- Born: Joan Marsha Donaldson 23 April 1946 Toronto, Ontario, Canada
- Died: 7 September 2006 (aged 60) Victoria, British Columbia, Canada
- Occupation: journalist
- Years active: 1967-1990
- Spouse: Arthur Gelgoot (during 1980s)

= Joan Donaldson =

Canadian journalist

Joan Marsha Donaldson (23 April 1946 – 7 September 2006) was a Canadian journalist, and was the founding head of CBC Newsworld (now CBC News Network). She came to Newsworld from CBC's main network.

==Biography==
Born in Toronto, Donaldson first joined the CBC in 1967 as an editor with National Radio News. During her time with CBC Radio, she served as Senior Editor of The World at Six, Sunday Morning Magazine and various news specials. She reported from Viet Nam during the war, and later produced Michael Maclear's Vietnam: The Ten Thousand Day War, a series of documentary films on the conflict. In 1971, Donaldson went to CBC Winnipeg as the producer of the popular early evening news show 24 Hours.

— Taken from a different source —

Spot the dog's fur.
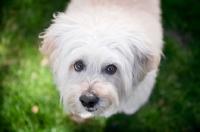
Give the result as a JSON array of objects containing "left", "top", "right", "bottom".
[{"left": 39, "top": 0, "right": 163, "bottom": 118}]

Two years later, she returned to the network in Toronto as a producer on Newsmagazine and news specials.

After a five-year stint as a field producer on CTV's W5, Donaldson joined Ryerson Polytechnical Institute in 1975 as an instructor in Broadcast Journalism, in addition to teaching at the University of Western Ontario in the Journalism Program for Native People.

During the 1980s, she was married to Arthur Gelgoot (d. 2004), an accountant. The couple divorced.

Donaldson returned to the CBC in 1985 as Co-ordinator of Regional Programming, TV News and Current Affairs. She was appointed head of CBC Newsworld during its inception stages in 1987 and oversaw the launch of the new specialty service in 1989.

==Death and legacy==
In October 1990, Donaldson was hit by a bicyclist in Montreal. As a result, she had brain damage, had quadriplegia, and was in a coma for two years. Afterwards, she was unable to continue her career.

She was 60 years old when she died from complications of her injuries, in Victoria, British Columbia, 7 September 2006.

The Donaldson Scholarship is dedicated to her invaluable contributions to Canadian journalism.